(81f) Decoking and Cracking in a Twin CELL Furnace – Design and Operational Considerations

Senior Process Supervisor

Technip Stone & Webster Process Technology, Claremont, CA

Joel Guillaume

Ethylene Technology Manager

Technip Stone & Webster Process Technology, Houston, TX

Bruce Evans

Director of Pyrolysis Technology

Technip Stone & Webster Process Technology, Claremont, CA

Abstract: Cracking furnaces are the heart of the ethylene plant. As crackers has increased in size, so has the cracking furnace capacity. Ethylene producers purchase various feed stocks ranging from “Gas” feeds to “Liquid” feeds and up to “Heavy Liquid” feeds. Economically, it is important to minimize the number of furnaces in the design of a modern ethylene plant, to have multiple feedstock flexibility and also to have partial decoking and partial cracking features in a twin cell furnace design.

Co-cracking or blended cracking is often used to handle two or more feed stocks in a single furnace. Segregated or “hybrid” cracking (two or more feeds cracked separately in a single cell or in a twin cell furnace) becomes important in modern furnace design for achieving feedstock flexibility while maintaining furnace availability, when it is desired to crack each feed at a specific conversion or severity. In addition, due to the large capacity of modern twin cell furnaces, it is important to consider decoking in one cell and normal cracking in another cell in the same twin cell furnace to increase furnace availability.

In 2011, Technip presented a paper in AIChE Spring Meeting (EPC Conference, Paper Number 96E) titled “Co-cracking vs Hybrid (Segregated) Cracking in Individual Furnace - Design and Operational Considerations”. This abstract is a continuation (Part 2) of the paper presented in 2011.
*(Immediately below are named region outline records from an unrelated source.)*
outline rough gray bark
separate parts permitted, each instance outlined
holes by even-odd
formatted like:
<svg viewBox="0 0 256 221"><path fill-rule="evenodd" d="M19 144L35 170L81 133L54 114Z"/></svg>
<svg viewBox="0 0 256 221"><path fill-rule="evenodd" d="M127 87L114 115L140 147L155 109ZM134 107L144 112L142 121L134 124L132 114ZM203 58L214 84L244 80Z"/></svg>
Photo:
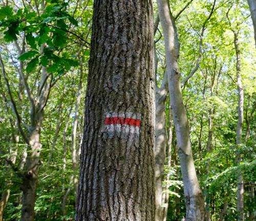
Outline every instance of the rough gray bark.
<svg viewBox="0 0 256 221"><path fill-rule="evenodd" d="M170 100L184 183L186 220L204 220L205 216L204 201L197 180L192 156L189 127L181 90L175 31L167 1L158 0L157 3L164 37Z"/></svg>
<svg viewBox="0 0 256 221"><path fill-rule="evenodd" d="M94 2L76 221L155 219L151 0Z"/></svg>
<svg viewBox="0 0 256 221"><path fill-rule="evenodd" d="M250 11L251 12L251 19L253 24L253 29L254 30L254 40L256 46L256 1L247 0Z"/></svg>

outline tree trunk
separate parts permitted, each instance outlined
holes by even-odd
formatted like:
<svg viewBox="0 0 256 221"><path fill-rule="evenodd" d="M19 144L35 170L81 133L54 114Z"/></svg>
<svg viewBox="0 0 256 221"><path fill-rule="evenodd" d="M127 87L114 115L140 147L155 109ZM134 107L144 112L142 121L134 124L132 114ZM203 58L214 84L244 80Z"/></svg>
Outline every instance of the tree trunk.
<svg viewBox="0 0 256 221"><path fill-rule="evenodd" d="M189 127L181 90L174 26L166 0L158 0L157 3L164 37L170 100L184 184L186 221L204 220L204 201L192 156Z"/></svg>
<svg viewBox="0 0 256 221"><path fill-rule="evenodd" d="M253 203L254 201L255 193L254 193L254 187L255 184L254 182L251 182L251 186L249 187L249 195L250 195L250 203ZM249 211L249 221L255 221L255 213L256 212L255 208L252 208Z"/></svg>
<svg viewBox="0 0 256 221"><path fill-rule="evenodd" d="M247 0L250 11L251 11L251 19L253 24L254 30L254 40L256 46L256 0Z"/></svg>
<svg viewBox="0 0 256 221"><path fill-rule="evenodd" d="M77 125L78 124L79 117L79 107L80 101L81 100L81 91L82 89L82 66L81 61L80 61L80 77L79 83L78 84L78 91L77 91L77 97L76 98L75 105L75 117L74 118L74 123L72 127L72 132L71 134L72 139L72 167L73 171L73 184L75 189L75 195L76 197L77 194L77 189L78 188L78 180L77 179L77 168L78 166L78 162L77 160L76 157L76 130L77 129Z"/></svg>
<svg viewBox="0 0 256 221"><path fill-rule="evenodd" d="M155 187L156 189L156 221L162 220L162 186L165 147L167 142L165 120L165 101L168 94L168 80L166 72L160 88L156 86L156 148Z"/></svg>
<svg viewBox="0 0 256 221"><path fill-rule="evenodd" d="M151 0L95 0L75 219L155 219Z"/></svg>
<svg viewBox="0 0 256 221"><path fill-rule="evenodd" d="M168 127L168 137L167 148L166 150L166 158L167 158L167 166L168 169L170 169L172 163L172 142L173 139L173 131L172 126L172 116L170 107L169 107L169 127ZM168 181L170 179L170 173L168 173L166 177L166 180ZM169 203L169 193L168 192L169 186L165 186L164 188L165 193L163 194L163 197L162 198L164 207L162 209L163 217L162 221L166 221L167 214L168 212L168 204Z"/></svg>
<svg viewBox="0 0 256 221"><path fill-rule="evenodd" d="M238 147L240 148L240 145L242 143L242 132L243 128L243 122L244 121L244 91L242 84L242 79L241 77L241 54L238 42L238 32L234 31L234 44L237 55L237 89L239 93L238 101L238 120L237 127L237 144ZM242 155L239 151L238 151L237 163L239 164L242 161ZM242 172L239 172L238 178L238 220L244 220L244 181Z"/></svg>
<svg viewBox="0 0 256 221"><path fill-rule="evenodd" d="M226 213L227 212L228 203L228 202L227 196L227 198L225 200L224 204L223 205L223 209L222 209L222 210L221 211L221 213L220 216L220 220L219 221L223 221L224 220L225 215L226 215Z"/></svg>
<svg viewBox="0 0 256 221"><path fill-rule="evenodd" d="M43 47L42 47L42 48ZM50 93L47 82L48 73L42 67L40 86L41 93L37 102L31 108L30 119L31 125L29 128L30 136L27 138L28 156L26 161L25 171L22 173L23 191L21 221L34 221L34 208L36 200L36 186L38 173L40 153L42 144L40 141L40 130L44 120L44 107Z"/></svg>
<svg viewBox="0 0 256 221"><path fill-rule="evenodd" d="M39 157L41 148L40 143L40 130L34 128L30 137L30 145L28 149L25 172L23 173L23 191L21 221L33 221L37 176L38 173Z"/></svg>

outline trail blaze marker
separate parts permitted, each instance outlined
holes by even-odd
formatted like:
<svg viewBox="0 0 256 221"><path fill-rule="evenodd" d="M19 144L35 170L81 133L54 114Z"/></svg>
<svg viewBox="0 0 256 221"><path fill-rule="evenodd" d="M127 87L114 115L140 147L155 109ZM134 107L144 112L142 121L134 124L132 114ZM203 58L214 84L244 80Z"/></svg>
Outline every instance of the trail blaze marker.
<svg viewBox="0 0 256 221"><path fill-rule="evenodd" d="M117 136L124 139L137 137L140 132L140 114L129 113L112 113L108 114L104 120L105 132L109 138Z"/></svg>

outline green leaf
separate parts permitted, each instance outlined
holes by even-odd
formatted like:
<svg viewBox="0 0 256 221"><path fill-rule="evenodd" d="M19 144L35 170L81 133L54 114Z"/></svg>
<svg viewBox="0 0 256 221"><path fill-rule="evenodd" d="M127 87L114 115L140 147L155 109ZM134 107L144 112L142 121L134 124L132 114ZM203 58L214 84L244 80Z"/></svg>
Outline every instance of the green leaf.
<svg viewBox="0 0 256 221"><path fill-rule="evenodd" d="M36 67L39 61L38 56L36 56L35 58L32 59L29 63L26 69L26 71L28 73L32 72L32 71Z"/></svg>
<svg viewBox="0 0 256 221"><path fill-rule="evenodd" d="M58 65L56 63L54 63L47 69L47 72L48 73L54 73L57 72L58 70Z"/></svg>
<svg viewBox="0 0 256 221"><path fill-rule="evenodd" d="M23 10L22 9L19 9L17 13L16 13L16 15L20 17L23 14Z"/></svg>
<svg viewBox="0 0 256 221"><path fill-rule="evenodd" d="M74 25L76 26L77 26L78 25L78 23L77 23L77 20L75 18L74 18L74 17L70 15L68 15L68 18L69 21L72 25Z"/></svg>
<svg viewBox="0 0 256 221"><path fill-rule="evenodd" d="M26 39L27 40L27 42L30 46L32 48L36 49L35 38L32 35L32 33L28 33L26 36Z"/></svg>
<svg viewBox="0 0 256 221"><path fill-rule="evenodd" d="M30 12L25 16L26 20L34 19L36 17L36 13L35 12Z"/></svg>
<svg viewBox="0 0 256 221"><path fill-rule="evenodd" d="M69 60L69 63L72 67L77 67L79 65L79 62L78 60L74 60L74 59L67 59Z"/></svg>
<svg viewBox="0 0 256 221"><path fill-rule="evenodd" d="M12 41L17 39L16 35L18 34L17 29L18 27L18 21L12 21L8 27L8 30L5 32L4 38L6 41Z"/></svg>
<svg viewBox="0 0 256 221"><path fill-rule="evenodd" d="M2 7L0 9L0 20L3 20L7 16L8 18L12 15L12 8L7 6Z"/></svg>
<svg viewBox="0 0 256 221"><path fill-rule="evenodd" d="M24 61L25 60L28 60L30 58L32 58L35 55L38 54L38 52L35 51L30 51L28 52L25 52L20 55L18 59L21 61Z"/></svg>
<svg viewBox="0 0 256 221"><path fill-rule="evenodd" d="M44 43L47 42L50 38L48 36L48 33L50 32L50 28L48 27L44 26L40 30L38 37L38 45L40 45Z"/></svg>

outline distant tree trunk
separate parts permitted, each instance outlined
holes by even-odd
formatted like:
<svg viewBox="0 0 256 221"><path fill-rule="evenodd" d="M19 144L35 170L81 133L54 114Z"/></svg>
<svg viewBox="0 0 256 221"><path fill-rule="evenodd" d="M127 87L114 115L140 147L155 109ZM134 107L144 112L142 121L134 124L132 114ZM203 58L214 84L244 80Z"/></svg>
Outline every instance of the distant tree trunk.
<svg viewBox="0 0 256 221"><path fill-rule="evenodd" d="M156 221L162 220L162 186L165 147L167 143L165 102L168 94L168 80L165 72L161 87L156 85L156 148L155 186L156 189Z"/></svg>
<svg viewBox="0 0 256 221"><path fill-rule="evenodd" d="M205 217L204 200L192 156L189 127L181 90L174 26L166 0L158 0L157 3L164 37L170 100L184 184L186 220L203 221Z"/></svg>
<svg viewBox="0 0 256 221"><path fill-rule="evenodd" d="M15 143L18 142L19 136L17 135L14 135L12 138L12 142L10 144L10 152L9 154L11 155L11 157L9 157L9 160L10 161L12 164L14 165L16 161L16 158L17 157L17 148L16 147L15 149L13 149L13 147L11 146L12 144L15 145ZM8 163L6 163L6 168L7 169L12 169L10 168ZM12 171L10 172L10 179L12 178L13 175ZM10 185L11 184L11 181L10 180L7 181L5 183L5 185L3 187L4 191L2 191L1 198L0 199L0 221L2 221L4 218L4 213L5 212L5 209L8 202L8 199L10 196L10 192L11 191Z"/></svg>
<svg viewBox="0 0 256 221"><path fill-rule="evenodd" d="M166 149L166 159L167 159L167 167L169 170L171 167L172 162L172 142L173 139L173 131L172 131L172 120L173 117L172 115L172 110L170 109L170 106L169 107L169 126L168 128L168 143L167 148ZM166 177L166 180L168 181L170 179L170 173L168 173ZM167 214L168 212L168 204L169 202L169 186L166 186L164 189L165 193L163 194L162 203L163 203L164 207L162 209L163 213L163 221L166 221L167 220Z"/></svg>
<svg viewBox="0 0 256 221"><path fill-rule="evenodd" d="M249 194L250 195L250 203L254 201L255 197L255 184L254 182L251 182L251 186L249 187L250 190ZM252 208L249 211L249 221L255 221L255 213L256 212L256 208Z"/></svg>
<svg viewBox="0 0 256 221"><path fill-rule="evenodd" d="M227 212L228 204L228 201L227 196L227 197L225 197L225 201L223 205L223 209L222 209L222 210L221 211L221 215L220 216L220 220L219 221L223 221L224 220L225 215L226 215L226 213Z"/></svg>
<svg viewBox="0 0 256 221"><path fill-rule="evenodd" d="M38 103L32 102L33 104L31 105L32 107L30 113L31 124L29 128L29 136L26 138L28 149L25 171L22 174L23 184L20 189L23 192L21 221L33 221L34 219L34 208L36 200L39 157L42 147L40 141L40 131L44 120L44 107L50 90L47 80L48 73L46 68L43 67L42 69L40 84L42 88L41 92L38 97ZM20 72L22 72L22 69ZM24 77L23 74L21 75ZM23 80L25 81L25 79Z"/></svg>
<svg viewBox="0 0 256 221"><path fill-rule="evenodd" d="M77 221L155 219L151 0L94 2Z"/></svg>
<svg viewBox="0 0 256 221"><path fill-rule="evenodd" d="M253 24L254 30L254 40L256 46L256 0L247 0L250 11L251 11L251 19Z"/></svg>
<svg viewBox="0 0 256 221"><path fill-rule="evenodd" d="M243 129L243 122L244 121L244 91L242 83L241 76L241 54L238 42L238 32L233 31L234 34L234 44L237 55L237 88L239 93L238 101L238 120L237 127L237 144L238 148L242 143L242 132ZM242 154L238 151L237 163L239 163L242 161ZM239 172L238 178L238 220L244 220L244 181L242 172Z"/></svg>
<svg viewBox="0 0 256 221"><path fill-rule="evenodd" d="M75 117L74 118L74 122L73 124L72 132L71 134L72 139L72 168L73 171L73 183L74 188L75 189L75 195L76 197L77 194L77 189L78 188L78 180L77 178L77 168L78 167L78 161L77 159L77 150L76 146L76 136L77 136L77 125L78 124L78 117L79 117L79 107L80 101L81 96L81 89L82 89L82 63L80 61L80 77L79 77L79 83L78 84L78 90L77 91L77 97L76 98L76 101L75 104Z"/></svg>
Simulation of decoking and cracking in a twin cell furnace is an important advancement to the simulation of hybrid cracking or co-cracking in an individual furnace. A significant challenge in the design of decoking and cracking in a twin cell cracking furnace is how to properly simulate the complete furnace performance due to a large difference in the furnace fired duty and flue gas flow from each cell, as well as a large difference in bridge wall temperature from each cell. In addition to the radiant coils, simulation of furnace firing, flue gas mixing and performance of convection banks present a significant challenge. Convergence of the simulation of the complete system presents a challenge due to the complexity of the system. How to control temperatures in the decoking cell during this operation is also an important consideration. Material selection of process convection banks which supply the decoking cell is to be carefully evaluated. For decoking and cracking in the same twin cell furnace, a cracking furnace model has been developed by Technip called SPLIT-MIXING to simulate decoking and cracking using an integrated EFPS (firebox and radiant section) model and PROVISION (heat exchanger) software. An improved methodology is to utilize Technip’s new generation of furnace simulation software: SPYRO^® Suite 7, which is capable to rigorously simulate decoking and cracking in the same twin cell furnace in a single converged file. Additionally, CFD is utilized to verify flue gas flow patterns.

This paper will also discuss key operational aspects of individual cell decoking.